1/1/05: DYLANOLOGY PEAKS.
Bob Dylan, CHRONICLES VOL: 1. It's a masterpiece plain, simple, lucid and strange. It stands as the greatest Dylanology yet printed (with the possible exception of Paul Williams' Performing Artist series). The reminiscences of an icy wonderland 1960 turn-of-the-era New York City (packed with dense bookshelves and 19th century newspapers) that bookend the volume, shine with weird nostalgia and ghostly beauty. Wide-eyed and old beyond his years, the self-named Dylan comes from Minnesota, armed with archetypes from 17th century song, smack into the center of a strange and changing world. He absorbs Clausewitz, Melville, Balzac and soon enough -- jumpstarted by Brecht & Weil, Grunewald, Red Grooms, Dave Van Ronk and the Clancy Brothers -- he rents an apartment, builds a table and is ready to develop his own new radical art.
Rogel fans take note. Dylan writes of the importance of Irish music to his particular sensibility of rebellion in song. 'The rebellion songs were a really serious thing. The language was flashy and provocative -- a lot of action ... the words ... I loved these songs and could sing them in my head long after and into the next day. They weren't protest songs though, they were rebel ballads.... even in a simple, melodic wooing ballad there'd be rebellion waiting around the corner. You couldn't escape it. There were songs like that in my repertoire, too, where something lovely was suddenly upturned, but instead of rebellion showing up it would be death itself, the Grim Reaper. Rebellion spoke to me louder. The rebel was alive and well, romantic and honorable. The Grim Reaper wasn't like that.'
It's a deep point in a book which, not surprisingly, is filled with feints and tricks a'plenty. Dylan shows little patience with protest music and ordinary political expression. He informs us that his favorite politician in these days was Barry Goldwater! The difference he writes of here, the figure of the rebel in the rebel song vs. the folk storyteller, points to how he created the vivid narrators of his own 'protest' songs, who 'sing it and speak it so all souls can see it' from out of a near-perverse self-in-rebellion (did Robert Johnson read Whitman? -- Dylan only wonders), and not from out of the sort of day-to-day political experience of his first master, Woody Guthrie.

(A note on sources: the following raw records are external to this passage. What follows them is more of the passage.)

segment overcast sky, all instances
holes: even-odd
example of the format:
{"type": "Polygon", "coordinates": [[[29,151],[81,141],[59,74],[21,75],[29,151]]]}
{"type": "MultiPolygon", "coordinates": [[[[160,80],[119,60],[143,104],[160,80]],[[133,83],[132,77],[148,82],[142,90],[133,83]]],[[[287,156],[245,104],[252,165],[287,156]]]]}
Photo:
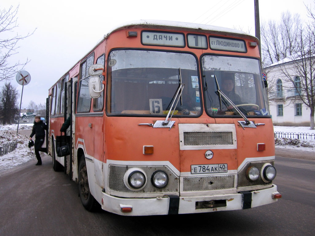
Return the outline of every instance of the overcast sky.
{"type": "MultiPolygon", "coordinates": [[[[2,0],[4,1],[4,0],[2,0]]],[[[19,4],[18,28],[25,35],[19,53],[10,59],[31,61],[25,70],[31,76],[24,88],[22,108],[32,100],[44,103],[49,88],[96,45],[104,35],[122,23],[138,20],[158,20],[211,25],[242,29],[255,35],[254,0],[10,0],[0,8],[19,4]]],[[[261,22],[278,20],[289,10],[306,20],[303,3],[313,0],[261,0],[261,22]]],[[[3,36],[1,36],[2,37],[3,36]]],[[[20,95],[22,86],[11,81],[20,95]]],[[[1,86],[4,83],[0,82],[1,86]]],[[[19,104],[20,97],[19,99],[19,104]]]]}

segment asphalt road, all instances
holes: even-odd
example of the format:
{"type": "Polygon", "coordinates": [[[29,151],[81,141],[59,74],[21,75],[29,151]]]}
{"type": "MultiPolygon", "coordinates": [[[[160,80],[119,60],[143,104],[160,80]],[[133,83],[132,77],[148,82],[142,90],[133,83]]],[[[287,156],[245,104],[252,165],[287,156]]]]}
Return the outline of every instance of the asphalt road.
{"type": "Polygon", "coordinates": [[[54,172],[51,158],[0,173],[0,235],[313,235],[315,161],[277,157],[283,198],[246,210],[123,216],[82,206],[77,186],[54,172]]]}

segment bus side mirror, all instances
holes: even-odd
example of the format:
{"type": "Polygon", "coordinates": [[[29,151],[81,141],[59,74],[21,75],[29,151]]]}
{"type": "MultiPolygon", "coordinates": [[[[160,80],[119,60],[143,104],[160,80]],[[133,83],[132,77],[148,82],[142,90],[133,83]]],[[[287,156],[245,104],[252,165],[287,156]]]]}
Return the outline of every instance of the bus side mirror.
{"type": "Polygon", "coordinates": [[[89,74],[91,76],[98,76],[104,71],[104,67],[101,64],[95,64],[89,68],[89,74]]]}
{"type": "Polygon", "coordinates": [[[90,77],[89,80],[89,92],[91,98],[99,98],[101,93],[104,90],[105,86],[101,88],[100,81],[98,76],[90,77]]]}
{"type": "Polygon", "coordinates": [[[264,81],[264,84],[265,84],[265,87],[266,88],[268,87],[268,83],[267,82],[266,80],[264,81]]]}

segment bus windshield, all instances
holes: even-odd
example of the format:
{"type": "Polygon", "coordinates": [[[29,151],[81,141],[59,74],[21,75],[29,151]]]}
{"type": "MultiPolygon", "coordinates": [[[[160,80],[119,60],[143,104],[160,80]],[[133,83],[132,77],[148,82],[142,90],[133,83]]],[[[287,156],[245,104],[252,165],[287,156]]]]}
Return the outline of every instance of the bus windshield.
{"type": "Polygon", "coordinates": [[[200,114],[200,80],[192,54],[115,50],[108,63],[108,113],[166,116],[181,82],[185,86],[174,115],[200,114]]]}
{"type": "Polygon", "coordinates": [[[206,55],[202,60],[208,114],[239,115],[231,103],[220,95],[220,89],[245,115],[269,115],[258,60],[206,55]]]}

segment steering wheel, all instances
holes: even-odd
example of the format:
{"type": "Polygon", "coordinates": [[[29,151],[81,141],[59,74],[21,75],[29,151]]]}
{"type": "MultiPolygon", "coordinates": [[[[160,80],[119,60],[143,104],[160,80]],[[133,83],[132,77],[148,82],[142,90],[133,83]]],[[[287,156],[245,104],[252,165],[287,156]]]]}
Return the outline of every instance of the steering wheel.
{"type": "Polygon", "coordinates": [[[259,106],[257,104],[252,104],[249,103],[244,104],[239,104],[238,105],[236,105],[235,106],[237,107],[244,107],[244,109],[245,109],[246,107],[247,107],[249,109],[248,109],[249,110],[253,110],[254,109],[252,108],[253,107],[255,107],[256,108],[257,110],[259,110],[259,106]]]}

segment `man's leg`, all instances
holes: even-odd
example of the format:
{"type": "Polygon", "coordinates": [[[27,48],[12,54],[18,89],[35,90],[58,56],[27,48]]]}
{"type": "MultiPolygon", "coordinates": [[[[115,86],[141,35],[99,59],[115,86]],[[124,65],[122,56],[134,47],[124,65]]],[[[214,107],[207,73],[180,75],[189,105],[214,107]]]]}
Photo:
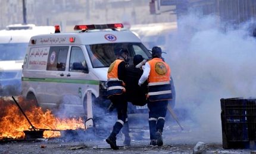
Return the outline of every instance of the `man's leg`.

Bob Dylan's rebellions, of course, would grow increasingly cryptic as his career progressed. It's noteworthy that after the desk is built, Volume 1 gives no direct access to the soul in white heat of 63-67, who wrote and performed a veritable revolution in art and popular music into American history. Instead, the center of the book consists of two long chapters describing the making of two relatively obscure albums, 1970's New Morning and 1987's Oh Mercy.
In these chapters we're shown Dylans coming apart at the seams from the pressures of his fame, and very gently, attempting to put himself back together. After the bitterness of the New Morning story, the Oh Mercy chapter breathes with a gentle sweetness. Though he knows that his producer's ambition to build a record (see the Neil comments below) often get in the way of what were near perfect first takes of songs, Dylan shows himself yielding in an effort to cross into collaboration for the sake of the survival and sharing of his songs -- even writing the beautiful Shooting Star to give his producer the sort of song he seems to desire.
It's not a hopeless book. However ragged, the future for Dylan holds promise. In New Orleans for the recording of Oh Mercy, he takes his wife on a Harley ride through the countryside and comes upon a strange and unforgettable character. Selling all sorts of weird forgotten objects of pop and folk history in the swampland, Sun Pie is not quite a real person. Or maybe he's a bit too real. 'On his bones was the raw skin of the earth'. He's not a rebel but a kind of living protest. 'The kind of guy who would be the center of a procession in a parade, or maybe he'd be the nucleus of a mob´. With his teenage bride and bizarre prophecies (some quoted directly in 'The Man in the Long Black Coat') Sun Pie stands for the weirdest darkest Dylan -- there are mirrors in his store -- the Dylan that almost killed the mind behind the scenes. When Bob rides away from Sun Pie, it's to the completion of Oh Mercy and beginning of the never ending tour. Thank you, Mr. Dylan, for pulling through, and continuing to represent your particular sort of artistic freedom for the sake of our culture. But what of Dylan's prophecies of that culture's future?
'Somebody different was bound to come along sooner or later who would know that world, been born and raised with it... be all of it and more. Someone with a chopped topped head and a power in the community. He'd be able to balance himself on one leg on a tightrope that stretched across the universe and you'd know him when he came -- there'd be only one like him.... He wouldn't be swinging his hips and staring at the lassies. He'd be doing it with hard words and he'd be working 18 hours a day.'
Is it just me, or does this sound like the guy singing this song? Like Woody might have said, th' old world's dyin, but a new one's in th' e-mail.